"The brick walls are not there to keep us out. The brick walls are there to give us a chance to show how badly we want something. Because the brick walls are there to stop the people who don't want it badly enough."
~ Randy Pausch, professor

Thursday, July 31, 2008

"Our Disability Welfare System Needs Rebuilding"

There's a good article by Andre Picard in Thursday's edition of the Globe and Mail on why all the the provinces need to amend their legislation to ensure that RDSP benefits are not clawed back.

And in words much better than mine:

Under federal legislation, a person with a disability can continue to benefit from other social programs - the Guaranteed Income Supplement, Old Age Security Pension and Canada Pension Plan - even if they withdraw funds from their RDSP.

However boring, the arcana of tax law do matter.

For the federal plan to really achieve its goal of lifting people with disabilities out of poverty, the provinces need to get on board, quickly.

Currently, recipients of social assistance who receive income from other sources (from employment or gifts) have their benefits clawed back.
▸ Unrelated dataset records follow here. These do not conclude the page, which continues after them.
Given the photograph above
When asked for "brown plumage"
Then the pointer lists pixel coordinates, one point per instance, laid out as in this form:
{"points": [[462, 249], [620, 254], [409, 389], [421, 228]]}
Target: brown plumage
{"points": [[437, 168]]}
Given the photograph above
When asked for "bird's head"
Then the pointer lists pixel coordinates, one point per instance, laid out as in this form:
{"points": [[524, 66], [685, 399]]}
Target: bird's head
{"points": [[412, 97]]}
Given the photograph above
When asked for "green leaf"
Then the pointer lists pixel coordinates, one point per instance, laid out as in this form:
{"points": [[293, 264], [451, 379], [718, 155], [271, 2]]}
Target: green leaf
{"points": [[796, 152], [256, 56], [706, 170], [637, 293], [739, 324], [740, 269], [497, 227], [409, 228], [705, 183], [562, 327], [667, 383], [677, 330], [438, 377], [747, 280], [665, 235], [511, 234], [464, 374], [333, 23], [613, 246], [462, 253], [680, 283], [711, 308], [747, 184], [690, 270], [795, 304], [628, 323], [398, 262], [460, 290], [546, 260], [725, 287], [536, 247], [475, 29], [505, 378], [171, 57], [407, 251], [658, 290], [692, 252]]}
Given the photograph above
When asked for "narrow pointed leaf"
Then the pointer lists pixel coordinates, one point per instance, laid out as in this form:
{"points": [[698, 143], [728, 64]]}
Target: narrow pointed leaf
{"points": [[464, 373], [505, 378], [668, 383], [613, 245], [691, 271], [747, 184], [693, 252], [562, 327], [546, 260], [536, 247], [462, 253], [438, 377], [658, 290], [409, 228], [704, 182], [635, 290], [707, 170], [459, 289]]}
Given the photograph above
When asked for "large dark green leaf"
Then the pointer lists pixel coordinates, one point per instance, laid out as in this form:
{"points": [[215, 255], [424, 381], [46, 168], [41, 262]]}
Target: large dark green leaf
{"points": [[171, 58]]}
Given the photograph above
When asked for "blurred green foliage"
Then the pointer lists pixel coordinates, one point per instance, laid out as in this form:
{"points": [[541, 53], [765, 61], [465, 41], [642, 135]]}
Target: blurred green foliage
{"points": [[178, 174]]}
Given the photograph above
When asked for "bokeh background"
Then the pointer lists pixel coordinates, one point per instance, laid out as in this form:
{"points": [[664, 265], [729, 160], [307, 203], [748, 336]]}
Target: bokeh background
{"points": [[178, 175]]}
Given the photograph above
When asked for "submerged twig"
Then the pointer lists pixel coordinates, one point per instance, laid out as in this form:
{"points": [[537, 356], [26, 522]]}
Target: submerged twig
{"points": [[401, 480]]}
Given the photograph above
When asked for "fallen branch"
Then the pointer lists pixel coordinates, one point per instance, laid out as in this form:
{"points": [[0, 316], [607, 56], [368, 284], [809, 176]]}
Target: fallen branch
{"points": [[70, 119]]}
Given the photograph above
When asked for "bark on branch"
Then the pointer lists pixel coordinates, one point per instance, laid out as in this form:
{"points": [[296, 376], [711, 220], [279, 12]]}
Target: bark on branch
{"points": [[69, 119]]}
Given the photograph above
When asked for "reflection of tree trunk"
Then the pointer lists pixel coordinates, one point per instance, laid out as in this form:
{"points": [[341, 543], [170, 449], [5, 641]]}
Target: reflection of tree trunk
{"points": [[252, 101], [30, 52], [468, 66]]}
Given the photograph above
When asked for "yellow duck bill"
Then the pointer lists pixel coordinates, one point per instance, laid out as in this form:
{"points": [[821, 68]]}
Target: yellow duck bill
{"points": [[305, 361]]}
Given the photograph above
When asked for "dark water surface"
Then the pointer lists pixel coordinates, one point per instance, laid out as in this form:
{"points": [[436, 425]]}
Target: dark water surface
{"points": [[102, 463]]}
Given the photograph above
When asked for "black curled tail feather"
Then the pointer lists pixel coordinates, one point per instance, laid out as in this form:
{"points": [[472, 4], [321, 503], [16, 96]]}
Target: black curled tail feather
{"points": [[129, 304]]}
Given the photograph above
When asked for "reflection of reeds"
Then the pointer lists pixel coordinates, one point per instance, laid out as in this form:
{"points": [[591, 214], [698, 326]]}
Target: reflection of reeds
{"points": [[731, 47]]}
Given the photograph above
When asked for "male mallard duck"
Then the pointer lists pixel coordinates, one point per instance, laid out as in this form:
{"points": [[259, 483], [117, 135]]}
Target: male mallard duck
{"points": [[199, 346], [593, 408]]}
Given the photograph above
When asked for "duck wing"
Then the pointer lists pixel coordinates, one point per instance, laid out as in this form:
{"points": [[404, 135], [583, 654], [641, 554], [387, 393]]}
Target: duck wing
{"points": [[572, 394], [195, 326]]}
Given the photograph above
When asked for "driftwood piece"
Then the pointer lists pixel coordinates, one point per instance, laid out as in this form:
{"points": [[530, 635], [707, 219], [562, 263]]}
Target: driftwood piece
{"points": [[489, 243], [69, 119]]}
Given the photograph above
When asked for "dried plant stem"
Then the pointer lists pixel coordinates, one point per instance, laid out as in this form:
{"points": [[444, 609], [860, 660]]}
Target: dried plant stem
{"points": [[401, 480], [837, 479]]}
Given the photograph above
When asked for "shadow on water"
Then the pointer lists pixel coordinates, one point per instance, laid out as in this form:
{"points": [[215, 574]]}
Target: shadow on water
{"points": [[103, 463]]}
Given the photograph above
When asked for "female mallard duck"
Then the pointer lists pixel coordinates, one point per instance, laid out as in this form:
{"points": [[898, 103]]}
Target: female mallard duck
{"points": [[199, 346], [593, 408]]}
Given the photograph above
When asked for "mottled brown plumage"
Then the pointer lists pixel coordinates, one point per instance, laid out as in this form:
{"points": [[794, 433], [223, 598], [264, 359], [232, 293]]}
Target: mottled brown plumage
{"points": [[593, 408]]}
They can also be deemed ineligible for assistance based on their level of assets.

Clearly, it would be a perversity of public policy for provinces and territories to clawback funds set aside for people with disabilities by their families.

It would be equally perverse to say, as a matter of policy, that disabled people are ineligible for social assistance because they have assets in a RDSP.

Yet, to date, only British Columbia, Newfoundland and Yukon have exempted the RDSP as an asset and/or income.

What are the other eight provinces and two territories waiting for exactly?

How dare they consider pilfering money from the pockets of people with disabilities and their families?

. . .

People with severe disabilities who are unable to work - about 500,000 countrywide - receive social assistance payments in the range of $10,000 a year in most provinces.

Attempts to break free of this poverty trap usually result in benefits being clawed back, though there are some innovative programs in British Columbia, Manitoba and Newfoundland that allow people with disabilities to supplement their benefits without being penalized.

The RDSP is an attempt to further change that untenable and counterproductive situation.

Go read it all.

And then go find out what your particular province is doing to support, as opposed to undermine, this first small step in the necessary tear down and rebuild of the welfare system in Canada.

Are they continuing to pilfer money from the pockets of people with disabilities and their families? If so, how are they justifying their actions? And what are we going to do about it?